Proche ou pas, Michel était rarement accessible. Des processions de gens défilaient devant lui ; pour la plupart, ils ne les connaissaient ni d'Ève ni d'Adam. Des parents, des collègues, tout ce qu'une vie peut vous apporter de relations. Elle avait pensé passer la journée entière près de son ami, le serrer contre elle pendant des heures, pour le réconforter ; elle avait à peine pu lui dire quelques mots. Elle restait tout de même, certaine que sa présence l'aidait, même s'il ne lui adressait jamais ne fusse qu'un regard. Le soir arrive vite en octobre. La Nuit, une autre de leurs amies, s'invita bientôt aux funérailles ; comme eux tous, elle pleurait. Quelqu'un, dans le salon, pesta à voix basse contre le mauvais temps. Hélène sortit un moment prendre l'air, son manteau de laine noir sur les épaules. Face à la maison, à moitié dissimulé par un arbre du parc, il y avait l'homme du Vade Retro, celui qui s'était battu aux côtés de Michel. Depuis ce soir-là, elle était certaine que c'était un vampire. Peut-être celui qui deviendrait le nouveau père de Michel. Il la fascinait, mais l'effrayait tout autant. Malgré sa crainte, elle lui fit un signe pour l'inviter à entrer ; il ne parut pas la voir. Elle rentra.

Malgré l'heure tardive et les espérances d'Hélène, les gens continuaient d'affluer. Le temps semble suspendu lorsqu'il côtoie la mort. N'ayant rien de plus important à faire, elle les observait. Ce n'étaient pas ses premières funérailles, mais celles-ci étaient particulières. Cette fois, les défunts étaient les victimes d'un meurtre non élucidé. Le registre de lieux communs était bien différent de celui qu'elle connaissait. Se serrant la main avec douleur, les gens se sentaient obligés de dire : « C'est terrible » en secouant la tête. Puis, après un silence de circonstance, ils ajoutaient que les coupables ne resteraient pas impunis. La police était pleine d'incapables, mais l'Inquisition, elle, trouvait toujours son homme, et les meurtriers — tout le monde semblait tenir pour acquis qu'ils étaient plusieurs — auraient bientôt ce qu'ils méritaient. La justice expéditive n'avait que des défenseurs, ce jour-là. Certains connaissaient déjà les auteurs du crime : des immigrants, certainement des Turcs, des musulmans. Un jour, il faudrait bien nettoyer la terre de ces gens-là. Quelques inconnus défilèrent, dont une femme très droite au pas lourd et sec ; Hélène entendit chuchoter que c'était la police. Ils firent, comme tout le monde, la file pour réconforter tous les parents, certains réservant une accolade appuyée à Michel, d'autres se contentant d'une brève poignée de main. Puis il y eut Maria, une amie du temps de Saint-Sébastien, qui ne faisait pas partie de leur petit groupe, mais qu'elle connaissait bien. Elle était accompagnée d'un élégant vieil homme à l'air grave et accablé de tristesse, qui sentait très fort l'alcool.

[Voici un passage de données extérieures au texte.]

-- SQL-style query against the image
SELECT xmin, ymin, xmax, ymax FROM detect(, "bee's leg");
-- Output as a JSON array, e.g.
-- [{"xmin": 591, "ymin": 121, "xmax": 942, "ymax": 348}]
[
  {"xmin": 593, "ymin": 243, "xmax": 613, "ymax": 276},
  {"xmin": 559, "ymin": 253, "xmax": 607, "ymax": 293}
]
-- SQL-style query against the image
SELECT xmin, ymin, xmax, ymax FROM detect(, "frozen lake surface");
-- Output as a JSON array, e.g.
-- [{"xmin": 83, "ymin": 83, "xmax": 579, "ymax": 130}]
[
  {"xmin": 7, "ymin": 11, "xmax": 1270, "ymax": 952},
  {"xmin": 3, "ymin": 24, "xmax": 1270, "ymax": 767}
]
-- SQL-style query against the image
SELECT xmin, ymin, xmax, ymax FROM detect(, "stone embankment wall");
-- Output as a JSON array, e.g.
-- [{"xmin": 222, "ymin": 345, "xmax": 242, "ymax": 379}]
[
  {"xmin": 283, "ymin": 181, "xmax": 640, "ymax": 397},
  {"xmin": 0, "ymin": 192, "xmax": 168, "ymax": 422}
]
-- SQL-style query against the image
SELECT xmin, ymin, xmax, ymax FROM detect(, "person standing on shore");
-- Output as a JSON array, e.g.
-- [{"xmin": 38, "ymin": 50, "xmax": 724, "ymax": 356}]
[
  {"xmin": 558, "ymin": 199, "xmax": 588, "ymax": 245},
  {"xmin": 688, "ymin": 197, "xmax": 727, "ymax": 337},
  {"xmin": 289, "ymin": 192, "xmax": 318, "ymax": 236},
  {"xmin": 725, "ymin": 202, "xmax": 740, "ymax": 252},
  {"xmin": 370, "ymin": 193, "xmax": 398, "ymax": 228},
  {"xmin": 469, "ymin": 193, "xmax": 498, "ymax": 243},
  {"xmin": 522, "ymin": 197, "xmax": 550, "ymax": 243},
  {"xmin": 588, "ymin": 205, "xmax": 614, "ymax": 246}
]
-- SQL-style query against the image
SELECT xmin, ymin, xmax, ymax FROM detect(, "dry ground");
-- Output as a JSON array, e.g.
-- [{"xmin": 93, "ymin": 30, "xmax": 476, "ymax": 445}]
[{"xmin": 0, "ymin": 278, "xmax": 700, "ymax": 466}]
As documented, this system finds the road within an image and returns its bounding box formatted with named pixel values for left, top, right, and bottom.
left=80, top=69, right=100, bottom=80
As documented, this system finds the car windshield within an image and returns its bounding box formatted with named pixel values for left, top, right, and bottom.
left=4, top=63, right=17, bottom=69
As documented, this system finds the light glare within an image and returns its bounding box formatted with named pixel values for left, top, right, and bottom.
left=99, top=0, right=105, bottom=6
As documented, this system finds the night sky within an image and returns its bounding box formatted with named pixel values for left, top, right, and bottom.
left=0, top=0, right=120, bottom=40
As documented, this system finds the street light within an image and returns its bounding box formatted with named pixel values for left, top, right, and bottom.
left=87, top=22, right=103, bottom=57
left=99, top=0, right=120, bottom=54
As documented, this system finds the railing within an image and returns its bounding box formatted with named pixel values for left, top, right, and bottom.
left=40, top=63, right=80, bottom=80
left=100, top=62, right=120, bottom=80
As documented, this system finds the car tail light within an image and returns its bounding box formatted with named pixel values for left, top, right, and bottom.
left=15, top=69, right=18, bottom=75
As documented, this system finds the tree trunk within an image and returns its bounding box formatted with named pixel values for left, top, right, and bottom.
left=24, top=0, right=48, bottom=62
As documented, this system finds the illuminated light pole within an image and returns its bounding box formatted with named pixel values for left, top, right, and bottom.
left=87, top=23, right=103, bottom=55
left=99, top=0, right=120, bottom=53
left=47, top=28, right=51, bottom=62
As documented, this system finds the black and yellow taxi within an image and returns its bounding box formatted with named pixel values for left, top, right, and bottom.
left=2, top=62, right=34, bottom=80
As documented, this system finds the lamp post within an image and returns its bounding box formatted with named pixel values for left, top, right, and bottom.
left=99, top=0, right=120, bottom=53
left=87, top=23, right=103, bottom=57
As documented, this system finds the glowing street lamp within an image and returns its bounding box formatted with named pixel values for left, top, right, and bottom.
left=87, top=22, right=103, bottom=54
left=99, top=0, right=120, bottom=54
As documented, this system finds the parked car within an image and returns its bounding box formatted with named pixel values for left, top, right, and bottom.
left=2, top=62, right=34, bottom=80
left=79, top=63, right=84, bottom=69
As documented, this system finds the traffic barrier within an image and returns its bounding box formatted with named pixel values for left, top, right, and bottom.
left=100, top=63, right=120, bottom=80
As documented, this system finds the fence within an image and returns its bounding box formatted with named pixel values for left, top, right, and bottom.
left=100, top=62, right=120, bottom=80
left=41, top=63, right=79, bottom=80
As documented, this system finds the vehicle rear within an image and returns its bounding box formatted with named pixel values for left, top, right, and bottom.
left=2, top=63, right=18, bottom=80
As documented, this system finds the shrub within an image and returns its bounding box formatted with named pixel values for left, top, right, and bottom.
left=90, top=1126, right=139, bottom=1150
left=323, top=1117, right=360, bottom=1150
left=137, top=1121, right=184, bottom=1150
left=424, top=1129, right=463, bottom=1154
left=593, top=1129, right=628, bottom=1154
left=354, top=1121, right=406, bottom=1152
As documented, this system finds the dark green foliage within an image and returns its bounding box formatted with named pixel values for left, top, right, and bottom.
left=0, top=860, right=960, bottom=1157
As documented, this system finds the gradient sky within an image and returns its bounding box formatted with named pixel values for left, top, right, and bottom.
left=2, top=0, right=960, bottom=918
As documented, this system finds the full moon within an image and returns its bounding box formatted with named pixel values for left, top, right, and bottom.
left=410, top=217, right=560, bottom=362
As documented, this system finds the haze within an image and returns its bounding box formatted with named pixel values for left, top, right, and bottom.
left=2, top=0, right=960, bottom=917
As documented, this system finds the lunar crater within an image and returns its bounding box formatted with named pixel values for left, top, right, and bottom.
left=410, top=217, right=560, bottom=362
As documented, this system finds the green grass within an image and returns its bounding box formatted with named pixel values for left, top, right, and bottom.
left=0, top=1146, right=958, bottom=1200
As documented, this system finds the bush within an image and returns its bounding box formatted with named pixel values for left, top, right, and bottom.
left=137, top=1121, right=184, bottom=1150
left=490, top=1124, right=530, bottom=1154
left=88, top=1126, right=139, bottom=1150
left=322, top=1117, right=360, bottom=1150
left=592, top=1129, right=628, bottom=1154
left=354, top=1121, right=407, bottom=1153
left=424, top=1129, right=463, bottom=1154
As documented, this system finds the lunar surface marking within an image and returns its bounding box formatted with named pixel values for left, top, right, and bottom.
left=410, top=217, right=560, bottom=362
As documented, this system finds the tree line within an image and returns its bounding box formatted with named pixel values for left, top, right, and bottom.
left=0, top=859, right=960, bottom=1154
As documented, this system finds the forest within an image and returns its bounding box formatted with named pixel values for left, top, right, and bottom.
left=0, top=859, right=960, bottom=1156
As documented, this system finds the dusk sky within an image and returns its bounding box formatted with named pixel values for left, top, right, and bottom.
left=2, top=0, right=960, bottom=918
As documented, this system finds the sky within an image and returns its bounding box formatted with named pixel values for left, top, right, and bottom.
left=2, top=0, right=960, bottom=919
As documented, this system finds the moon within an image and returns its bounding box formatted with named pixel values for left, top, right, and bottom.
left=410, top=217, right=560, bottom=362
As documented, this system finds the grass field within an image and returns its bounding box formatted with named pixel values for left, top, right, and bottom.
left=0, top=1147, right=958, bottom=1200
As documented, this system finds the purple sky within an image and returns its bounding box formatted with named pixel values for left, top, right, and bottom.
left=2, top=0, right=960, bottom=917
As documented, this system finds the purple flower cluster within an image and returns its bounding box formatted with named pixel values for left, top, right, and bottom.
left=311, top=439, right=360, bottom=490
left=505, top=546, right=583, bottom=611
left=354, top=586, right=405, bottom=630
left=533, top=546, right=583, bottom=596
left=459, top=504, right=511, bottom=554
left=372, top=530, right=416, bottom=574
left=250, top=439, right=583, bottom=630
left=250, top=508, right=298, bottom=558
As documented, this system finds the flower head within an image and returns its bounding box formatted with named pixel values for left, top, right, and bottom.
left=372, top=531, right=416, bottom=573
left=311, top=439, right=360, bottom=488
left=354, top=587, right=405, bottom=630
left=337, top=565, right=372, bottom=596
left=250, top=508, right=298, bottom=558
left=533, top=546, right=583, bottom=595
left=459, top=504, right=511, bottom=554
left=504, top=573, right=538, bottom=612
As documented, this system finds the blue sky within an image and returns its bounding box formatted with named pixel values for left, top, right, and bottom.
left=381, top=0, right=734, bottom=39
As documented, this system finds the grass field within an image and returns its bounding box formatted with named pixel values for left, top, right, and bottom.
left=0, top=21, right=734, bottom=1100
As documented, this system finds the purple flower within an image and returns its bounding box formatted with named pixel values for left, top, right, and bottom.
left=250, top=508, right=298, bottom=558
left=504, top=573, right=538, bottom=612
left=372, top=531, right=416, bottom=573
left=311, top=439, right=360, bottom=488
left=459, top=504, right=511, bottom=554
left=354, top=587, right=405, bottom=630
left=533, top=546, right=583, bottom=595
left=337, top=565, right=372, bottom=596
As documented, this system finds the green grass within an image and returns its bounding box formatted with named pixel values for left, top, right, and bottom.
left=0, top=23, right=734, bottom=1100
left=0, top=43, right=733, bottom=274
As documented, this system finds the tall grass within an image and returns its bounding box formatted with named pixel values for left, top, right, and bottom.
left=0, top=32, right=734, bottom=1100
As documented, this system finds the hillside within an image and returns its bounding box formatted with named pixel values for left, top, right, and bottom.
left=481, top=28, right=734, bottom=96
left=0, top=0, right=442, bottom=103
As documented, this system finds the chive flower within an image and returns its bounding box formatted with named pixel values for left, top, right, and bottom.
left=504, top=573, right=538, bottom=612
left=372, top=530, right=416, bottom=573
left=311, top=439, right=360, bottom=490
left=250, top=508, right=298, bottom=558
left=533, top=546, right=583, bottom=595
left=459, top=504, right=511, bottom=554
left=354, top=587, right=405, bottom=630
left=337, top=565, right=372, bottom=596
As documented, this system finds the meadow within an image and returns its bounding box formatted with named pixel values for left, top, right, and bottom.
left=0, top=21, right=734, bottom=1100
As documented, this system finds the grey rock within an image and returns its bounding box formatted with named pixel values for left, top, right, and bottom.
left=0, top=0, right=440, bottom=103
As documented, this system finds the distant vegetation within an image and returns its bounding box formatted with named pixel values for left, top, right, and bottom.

L'heure avançait. Elle espérait que Michel se retrouverait bientôt seul avec elle et leurs amis, sa véritable famille, mais plusieurs traînaient sur place, répétant comme des disques leurs lieux communs désolés, et d'autres gens continuaient d'arriver. Cassandra, la nouvelle patronne de Michel, était là sans qu'Hélène ne l'ait vue entrer. Elle ne fit pas la file comme tout le monde : elle alla directement à Michel, le serra contre elle sans dire un mot. Ils restèrent immobiles un si long moment que, sans les gestes nerveux de la foule des pleureurs, elle aurait pu croire que c'était la jalousie qui faussait ses perceptions.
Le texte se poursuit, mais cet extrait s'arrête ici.